Tableau Resource Monitoring Tool の外部メッセージ キュー サービス (RabbitMQ)
Tableau Resource Monitoring Tool は、RabbitMQ をメッセージ キュー サービスとして使用して、エージェントからデータを収集し、RMT サーバーに転送します。このキュー内の情報は処理され、最終的に RMT リポジトリ (PostgreSQL データベース) に格納されます。
2022.3 リリースより前は、RabbitMQ メッセージ キュー サービスは RMT サーバーと共に自動的にインストールされ、これが使用可能な唯一の構成でした。RMT バージョン 2022.3 以降では、外部でホストされた RabbitMQ サービスを使用するように RMT サーバーを再構成できるようになりました。外部でホストされたメッセージ キュー サービスを使用するように RMT サーバーが構成されている場合、その構成を外部メッセージ キュー サービスと呼びます。
バージョン 2022.3 で追加されたこの新しいオプションにより、RMT サーバーは次の方法で構成できます。

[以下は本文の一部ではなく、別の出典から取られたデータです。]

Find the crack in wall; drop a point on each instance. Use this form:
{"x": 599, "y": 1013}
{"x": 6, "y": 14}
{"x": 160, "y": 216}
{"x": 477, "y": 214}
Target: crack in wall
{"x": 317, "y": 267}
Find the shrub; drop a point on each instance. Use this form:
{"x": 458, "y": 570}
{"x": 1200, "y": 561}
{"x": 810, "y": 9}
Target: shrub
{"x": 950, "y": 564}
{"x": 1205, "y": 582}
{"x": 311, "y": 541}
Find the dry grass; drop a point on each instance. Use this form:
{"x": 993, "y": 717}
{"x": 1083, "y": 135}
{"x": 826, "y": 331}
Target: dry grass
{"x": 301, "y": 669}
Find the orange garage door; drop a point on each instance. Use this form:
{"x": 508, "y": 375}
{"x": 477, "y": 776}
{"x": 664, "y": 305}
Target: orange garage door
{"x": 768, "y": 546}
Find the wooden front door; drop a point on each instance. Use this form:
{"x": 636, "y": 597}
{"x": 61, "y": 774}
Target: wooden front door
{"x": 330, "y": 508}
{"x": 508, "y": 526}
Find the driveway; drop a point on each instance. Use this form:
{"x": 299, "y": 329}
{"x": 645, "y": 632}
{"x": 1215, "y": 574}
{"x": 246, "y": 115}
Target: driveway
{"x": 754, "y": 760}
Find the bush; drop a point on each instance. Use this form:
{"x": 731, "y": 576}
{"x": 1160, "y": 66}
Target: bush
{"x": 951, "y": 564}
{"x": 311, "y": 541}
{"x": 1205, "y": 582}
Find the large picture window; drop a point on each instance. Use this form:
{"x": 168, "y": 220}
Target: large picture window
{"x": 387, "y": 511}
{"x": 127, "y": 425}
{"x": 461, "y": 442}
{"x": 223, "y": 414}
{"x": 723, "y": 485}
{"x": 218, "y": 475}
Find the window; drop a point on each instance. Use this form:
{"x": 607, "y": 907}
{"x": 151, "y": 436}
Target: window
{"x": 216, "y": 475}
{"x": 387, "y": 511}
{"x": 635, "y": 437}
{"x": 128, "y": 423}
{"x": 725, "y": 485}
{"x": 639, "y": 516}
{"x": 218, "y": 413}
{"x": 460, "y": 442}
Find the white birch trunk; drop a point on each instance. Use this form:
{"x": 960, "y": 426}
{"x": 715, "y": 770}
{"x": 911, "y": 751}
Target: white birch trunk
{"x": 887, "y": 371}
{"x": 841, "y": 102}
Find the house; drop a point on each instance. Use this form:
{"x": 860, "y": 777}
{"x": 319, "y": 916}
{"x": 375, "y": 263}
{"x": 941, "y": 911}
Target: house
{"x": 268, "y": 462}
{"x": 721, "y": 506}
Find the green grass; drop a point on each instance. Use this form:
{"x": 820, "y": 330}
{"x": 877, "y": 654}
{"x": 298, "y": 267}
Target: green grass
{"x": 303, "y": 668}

- ローカルにインストールされたメッセージ キュー サービスを引き続き使用する。これは、RMT サーバーと同じマシンに自動的にインストールされた RabbitMQ が、RMT サーバーのメッセージ サービスとして使用されることを意味し、この設定にはそれ以上の変更は加えられません。
- 外部メッセージ キュー サービスを使用するように RMT サーバーを構成する。これは、RMT が使用する RAbbitMQ が RMT サーバーの外部でホストされることを意味します。現在サポートされている RabbitMQ のホスティング プラットフォームは、AWS AMQ のみです。エージェントからのすべてのメッセージは RabbitMQ を通過するため、これを外部でホストすることにより、RMT サーバーがインストールされているマシンからリソースを解放できます。
外部メッセージ キュー サービスをセットアップして管理するには、AWS AMQ プラットフォームを十分に理解している必要があります。 AWS サイト上のドキュメント を確認することを推奨します。また、RMT の外部メッセージ キュー サービスを設定し、管理する方法も知っておく必要があります。このトピックでは、以下のセクションでその方法を取り上げます。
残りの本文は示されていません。